How to Know That Your Colors are Skewed
Now that you know what we mean by getting wrong colors, we need to find a way to identify this problem in our photos. The challenge is not just knowing what this problem is but also to identify it. Identifying wrong colors can be difficult, specially if the difference is very subtle.
Here’s what I do in order to see whether the colors are correct or skewed. I try to find a color anchor. Color anchor is something that you are going to hold to while making the decision with your photos. In simple terms, you look for a baseline or benchmark color that you are familiar with. This anchor could be a plate, or a vegetable in your photo, that has a different color. Hold that one color and verify if that seems to be the right color in real life.
4 Reasons Why Your Photos Have Wrong Colors
So, now that we have talked about identifying skewed colors, lets talk about why this happens. There are four main reason for wrong or skewed colors.
Quality of Light
The most common reason for not getting proper color in photos is the quality of light. Light quality can change the color drastically. In direct sunlight, for example, the colors fade. Tungsten light will make the colors warm. If the sunlight is filtered by the clouds, meaning the weather is cloudy, color are fresh like the grass is greener, specially after rain.
Too Long/Too Short Exposure
Another possible reason for skewed colors is exposure. If the exposure is too long, the photo is too bright, so the colors are washed out. On the other hand, if the exposure is too short, of course the colors are too dark, but at a certain setting colors can be too saturated.

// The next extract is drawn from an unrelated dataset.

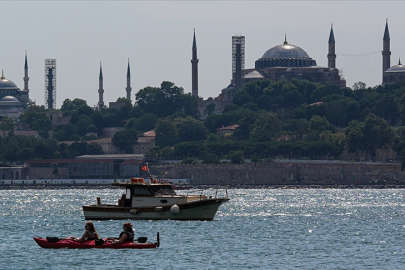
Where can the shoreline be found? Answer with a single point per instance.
(357, 186)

If you use a DSLR (or even some advanced point and shoot) to take food photos, you can set the quality of colors. You can choose to have soft colors, or vibrant colors, or even black and white. In my experience, combination of these settings and white balance settings can also cause colors to be skewed.
Incorrect Camera Setting
This is more obvious than the previous three. I know when I started few years back, I would always get confused between tungsten and fluorescent bulbs. I would set up the white balance for tungsten/incandescent when I should be actually using fluorescent settings. The colors in the photos were all messed up.
How to Fix The Colors
Now that you know what is causing the color to be skewed, you can guess what you need to do to fix this. Here are some ways to make sure you get right colors:
Adjust Camera Setting for White Balance
Use White Card or Grey Card
Use Daylight Bulbs/Light When Shooting Indoors
Correct Colors in Post Processing
Shoot in Natural Light
We have talked about these 5 ways to get true color in previous post. Below are few more ways to make sure you get right colors.
Adjust Vibrancy to Right Level: When you are ready to take photos, make sure that you have adjusted vibrancy levels. If you are trying to capture soft colors, don’t use “Vibrant Colors” setting and vice-a-versa.
Perfect Exposures: As we talked in the previous section, exposure changes colors too. Make sure that the photo is correctly exposed.
Check Your Setting Before You Shoot: It is always a good idea to check your settings before shooting. So, in this case, make sure your white balance settings are appropriate to the light you are using for taking pictures.
Will You Eat This Ice Cream?
Let’s look at a photo with skewed colors.
In this photo, it is very clear that 1) the photo is underexposed 2) the colors are wrong or skewed. So question one: Does this make the icecream unappealing? Let’s look at some more clues in this photo that tell us that the colors are skewed here:
See the plate. This is a white plate. Is it white enough?
Strawberries. What do you think? Is this the real color of strawberries?
General bluish color, specially on the white plate
What do you think? Does color ever make your food unappetizing in photos? What did you do to make it better?